South Street (and the surrounding blocks) is known for its bohemian atmosphere and awesome street art. Once a run down part of the city, it has grown into a creative hub and has a lively nightlife scene. Today its streets are lined with art galleries and independent shops, while live music drifts out of its bars most nights. There are also plenty of beautiful street murals which add to the character...it reminds me of Haight Ashbury in San Francisco.
Another fine old Georgian building, Carpenters’ Hall dates back to 1770. Over the years it has hosted Benjamin Franklin’s library, the USA’s first bank and the Carpenters Guild. It was also where the first continental congress took place and this was the first step on the road to independence.
Eulogy Belgian Tavern
We couldn’t write a list of places to visit in Philly without mentioning at least one bar. The tourist attractions are great and all, but it is harder to know the best place to get a drink without insider knowledge.

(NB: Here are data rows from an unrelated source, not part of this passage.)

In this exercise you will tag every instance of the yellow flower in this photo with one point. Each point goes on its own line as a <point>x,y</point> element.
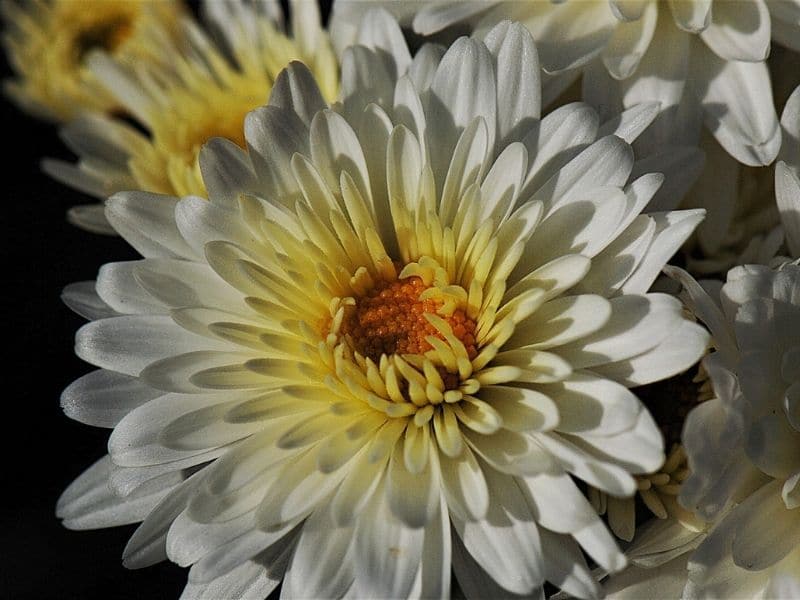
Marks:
<point>49,42</point>
<point>206,91</point>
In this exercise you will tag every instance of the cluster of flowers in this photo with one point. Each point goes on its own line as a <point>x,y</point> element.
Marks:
<point>391,321</point>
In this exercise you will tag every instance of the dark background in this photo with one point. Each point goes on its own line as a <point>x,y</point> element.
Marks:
<point>43,450</point>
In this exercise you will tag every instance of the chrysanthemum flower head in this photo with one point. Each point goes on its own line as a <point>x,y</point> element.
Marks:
<point>390,338</point>
<point>50,41</point>
<point>703,61</point>
<point>742,447</point>
<point>745,224</point>
<point>205,90</point>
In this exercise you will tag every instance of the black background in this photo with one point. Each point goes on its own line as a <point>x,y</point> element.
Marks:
<point>43,450</point>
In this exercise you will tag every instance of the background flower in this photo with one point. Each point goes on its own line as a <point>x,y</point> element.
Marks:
<point>49,42</point>
<point>704,61</point>
<point>205,91</point>
<point>742,448</point>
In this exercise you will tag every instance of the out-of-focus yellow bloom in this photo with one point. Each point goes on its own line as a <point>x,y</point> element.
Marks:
<point>48,43</point>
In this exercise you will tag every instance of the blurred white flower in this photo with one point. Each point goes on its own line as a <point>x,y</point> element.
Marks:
<point>703,61</point>
<point>204,90</point>
<point>743,448</point>
<point>744,224</point>
<point>48,43</point>
<point>390,338</point>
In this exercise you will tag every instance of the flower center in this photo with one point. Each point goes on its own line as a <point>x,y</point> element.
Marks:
<point>390,319</point>
<point>106,35</point>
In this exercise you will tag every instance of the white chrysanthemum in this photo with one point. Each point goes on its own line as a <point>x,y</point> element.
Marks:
<point>761,536</point>
<point>702,60</point>
<point>745,225</point>
<point>205,91</point>
<point>658,491</point>
<point>389,340</point>
<point>743,447</point>
<point>49,41</point>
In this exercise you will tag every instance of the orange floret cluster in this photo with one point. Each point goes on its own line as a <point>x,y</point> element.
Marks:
<point>390,319</point>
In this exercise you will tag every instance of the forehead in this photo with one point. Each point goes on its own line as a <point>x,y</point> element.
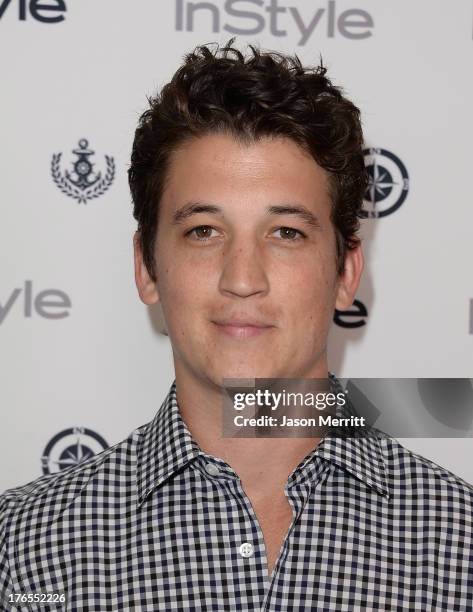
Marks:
<point>218,167</point>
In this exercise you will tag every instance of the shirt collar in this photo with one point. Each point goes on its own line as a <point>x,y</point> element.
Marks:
<point>167,445</point>
<point>361,455</point>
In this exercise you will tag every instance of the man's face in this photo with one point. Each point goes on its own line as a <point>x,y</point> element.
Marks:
<point>249,284</point>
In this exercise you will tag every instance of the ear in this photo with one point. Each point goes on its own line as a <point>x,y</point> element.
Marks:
<point>147,287</point>
<point>349,279</point>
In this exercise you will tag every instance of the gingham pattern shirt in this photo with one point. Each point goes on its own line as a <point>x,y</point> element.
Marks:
<point>148,525</point>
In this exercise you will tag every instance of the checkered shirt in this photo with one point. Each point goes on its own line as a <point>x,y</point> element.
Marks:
<point>147,525</point>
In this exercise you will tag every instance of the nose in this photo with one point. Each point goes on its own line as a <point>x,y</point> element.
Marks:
<point>243,270</point>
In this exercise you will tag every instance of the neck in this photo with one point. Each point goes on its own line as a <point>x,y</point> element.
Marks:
<point>261,463</point>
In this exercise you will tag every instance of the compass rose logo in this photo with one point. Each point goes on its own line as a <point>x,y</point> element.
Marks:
<point>71,447</point>
<point>388,183</point>
<point>82,183</point>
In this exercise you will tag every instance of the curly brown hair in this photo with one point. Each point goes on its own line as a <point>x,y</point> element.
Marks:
<point>265,94</point>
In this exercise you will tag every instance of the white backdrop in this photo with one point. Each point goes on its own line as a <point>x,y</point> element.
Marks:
<point>100,363</point>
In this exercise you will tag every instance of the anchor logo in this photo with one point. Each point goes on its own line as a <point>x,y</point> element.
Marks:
<point>82,183</point>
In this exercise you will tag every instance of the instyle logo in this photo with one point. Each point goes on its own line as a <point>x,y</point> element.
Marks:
<point>71,447</point>
<point>49,303</point>
<point>272,16</point>
<point>82,183</point>
<point>353,317</point>
<point>45,11</point>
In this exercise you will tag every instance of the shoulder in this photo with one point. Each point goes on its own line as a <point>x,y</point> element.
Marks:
<point>413,474</point>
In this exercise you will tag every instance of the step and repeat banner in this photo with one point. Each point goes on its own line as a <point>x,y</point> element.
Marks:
<point>83,361</point>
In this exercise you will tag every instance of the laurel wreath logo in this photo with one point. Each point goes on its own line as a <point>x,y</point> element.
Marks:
<point>74,192</point>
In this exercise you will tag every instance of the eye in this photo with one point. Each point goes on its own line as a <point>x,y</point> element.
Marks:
<point>201,232</point>
<point>290,233</point>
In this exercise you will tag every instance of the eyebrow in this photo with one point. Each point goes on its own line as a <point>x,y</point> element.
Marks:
<point>193,208</point>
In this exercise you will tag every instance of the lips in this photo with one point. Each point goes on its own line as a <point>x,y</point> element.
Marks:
<point>242,327</point>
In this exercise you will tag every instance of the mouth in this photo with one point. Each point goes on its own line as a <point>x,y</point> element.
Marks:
<point>241,328</point>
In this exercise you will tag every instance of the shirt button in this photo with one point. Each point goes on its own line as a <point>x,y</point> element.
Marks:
<point>246,549</point>
<point>212,469</point>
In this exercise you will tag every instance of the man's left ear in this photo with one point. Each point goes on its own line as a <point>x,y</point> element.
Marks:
<point>349,279</point>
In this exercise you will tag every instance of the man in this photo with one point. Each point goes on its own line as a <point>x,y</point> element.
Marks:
<point>247,179</point>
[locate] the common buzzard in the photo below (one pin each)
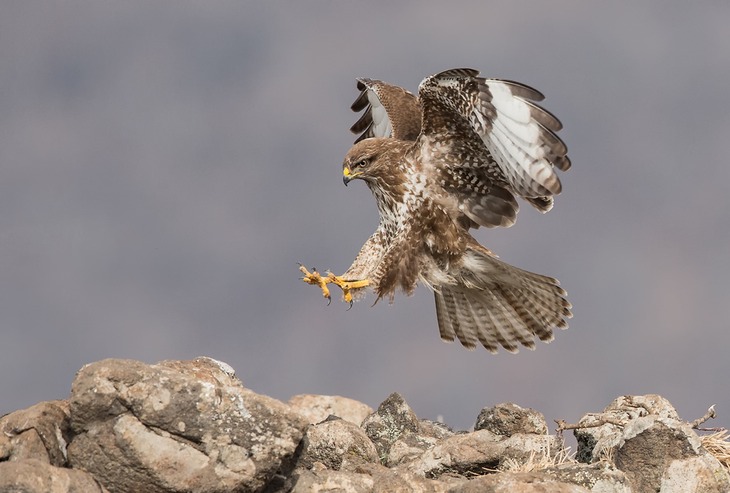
(451, 159)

Eulogy Belgian Tavern has an outstanding selection of beers (as Chris says, “it’s truly impressive”) and the scene is laid back and dark . The beer culture is old and strong in this part of the country, so duck into a bar and enjoy some incredible craft beers from all over the world.
One Liberty Observation Deck
Wandering the streets is the best way to get a feel for the city, and absorb its energetic East coast atmosphere. Getting a bird's eye view however, can tie it all together and help you make sense of the city as a whole. The best place to do this is One Liberty Observation Deck, which sits right in the city center on the 57th floor. Needless to say, the views are spectacular.
Where to Stay: Ritz-Carlton Philadelphia
I mentioned the Ritz Carlton’s dramatic lobby earlier, and in truth, you won’t find a better place to stay in the city. The domed lobby must make this one of the most unique and grand hotels in the city if not the whole East coast! It's a place of timeless elegance that will take you make to the early 1900s, an impression that is compounded by the high class Ritz service. The location is another plus, as are the spa and the dining options. If you want to stay in style, this is the place to choose.